As can be appreciated, the above features regarding gain control have been discussed with respect to the Tx signal. If desired, similar such features and techniques could also be used to modify the Rx signal. Thus, the depicted compensator system can include additional features if they are so desired.

The disclosure provided herein describes features in terms of preferred and exemplary embodiments thereof. Numerous other embodiments, modifications and variations within the scope and spirit of the appended claims will occur to persons of ordinary skill in the art from a review of this disclosure.

Claims

1. A method, comprising: providing a Tx signal from a transceiver to a first end of a cable that positioned in a vehicle;providing a Tx level signal to the first end of the cable, the Tx level signal indicative of the power level desired to be transmitted from an antenna supported by the vehicle; andmodifying the gain of the Tx signal at a second end of the cable with a gain modifier that drives the antenna, wherein the gain modifier is controlled by a first controller and the first controller adjusts the gain of the gain modifier based on the Tx level signal.
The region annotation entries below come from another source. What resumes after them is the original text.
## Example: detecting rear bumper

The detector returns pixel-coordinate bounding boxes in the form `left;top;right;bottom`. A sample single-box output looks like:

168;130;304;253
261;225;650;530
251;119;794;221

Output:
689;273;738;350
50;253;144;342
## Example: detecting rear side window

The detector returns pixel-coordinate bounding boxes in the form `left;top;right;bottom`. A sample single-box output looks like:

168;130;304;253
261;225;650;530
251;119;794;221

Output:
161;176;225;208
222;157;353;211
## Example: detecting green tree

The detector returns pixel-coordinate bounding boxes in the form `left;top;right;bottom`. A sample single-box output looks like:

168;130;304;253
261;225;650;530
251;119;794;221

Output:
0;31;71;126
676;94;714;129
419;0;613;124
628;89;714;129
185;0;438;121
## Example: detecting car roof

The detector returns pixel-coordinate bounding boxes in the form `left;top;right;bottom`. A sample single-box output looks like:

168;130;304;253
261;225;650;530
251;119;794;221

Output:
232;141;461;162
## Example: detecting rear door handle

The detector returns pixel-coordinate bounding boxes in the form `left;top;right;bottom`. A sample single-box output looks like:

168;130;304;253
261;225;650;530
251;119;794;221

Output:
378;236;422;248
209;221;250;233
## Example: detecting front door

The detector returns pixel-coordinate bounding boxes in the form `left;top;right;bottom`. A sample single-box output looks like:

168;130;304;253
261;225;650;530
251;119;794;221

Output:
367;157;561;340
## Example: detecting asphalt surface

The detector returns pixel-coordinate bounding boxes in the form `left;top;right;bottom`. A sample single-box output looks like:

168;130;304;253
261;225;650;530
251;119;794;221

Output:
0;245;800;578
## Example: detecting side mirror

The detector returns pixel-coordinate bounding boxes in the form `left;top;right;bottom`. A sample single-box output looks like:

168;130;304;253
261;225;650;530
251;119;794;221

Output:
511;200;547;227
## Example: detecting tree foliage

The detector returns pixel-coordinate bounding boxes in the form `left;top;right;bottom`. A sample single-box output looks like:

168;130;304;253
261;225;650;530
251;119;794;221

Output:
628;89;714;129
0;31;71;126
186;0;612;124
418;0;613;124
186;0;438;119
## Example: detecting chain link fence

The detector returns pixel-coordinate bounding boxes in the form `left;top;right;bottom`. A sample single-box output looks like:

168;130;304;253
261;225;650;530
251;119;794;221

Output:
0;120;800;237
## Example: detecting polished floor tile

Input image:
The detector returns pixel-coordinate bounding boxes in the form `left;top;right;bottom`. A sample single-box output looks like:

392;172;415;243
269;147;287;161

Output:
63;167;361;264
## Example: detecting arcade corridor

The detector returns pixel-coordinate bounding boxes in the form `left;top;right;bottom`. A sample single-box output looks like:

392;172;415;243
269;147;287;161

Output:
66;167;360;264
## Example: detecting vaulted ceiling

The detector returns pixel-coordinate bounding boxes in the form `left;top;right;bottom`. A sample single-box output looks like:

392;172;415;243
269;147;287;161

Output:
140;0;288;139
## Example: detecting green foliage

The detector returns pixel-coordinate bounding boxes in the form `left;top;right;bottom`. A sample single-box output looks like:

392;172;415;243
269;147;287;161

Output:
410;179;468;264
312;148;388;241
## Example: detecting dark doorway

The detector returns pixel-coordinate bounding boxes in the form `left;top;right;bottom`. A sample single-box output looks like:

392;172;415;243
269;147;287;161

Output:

2. The method of claim 1, wherein the adjusting of the gain modifier is based on receiving a feedback signal from a detector that detects the output of the gain modifier.

3. The method of claim 2, wherein the detector detects the output directly from the gain modifier.

4. The method of claim 2, wherein the detectors detects the output from the gain modifier being transmitted by the antenna.

5. The method of claim 2, wherein the detector is a first detector and the controller receives feedback from the first detector and a second detector, wherein the second detector is positioned downstream of the antenna.

6. The method of claim 1, wherein the Tx level signal is provided by a second controller positioned adjacent the transceiver, the second controller using a detected power level of the TX signal provided by the transceiver to determine the Tx level signal.

7. The method of claim 6, further comprising detecting the power level of the Tx signal with a detector positioned adjacent the second controller.

8. The method of claim 1, wherein the transceiver provides the Tx level signal.

9. The method of claim 8, wherein the transceiver provides a modulated signal that includes the Tx level signal.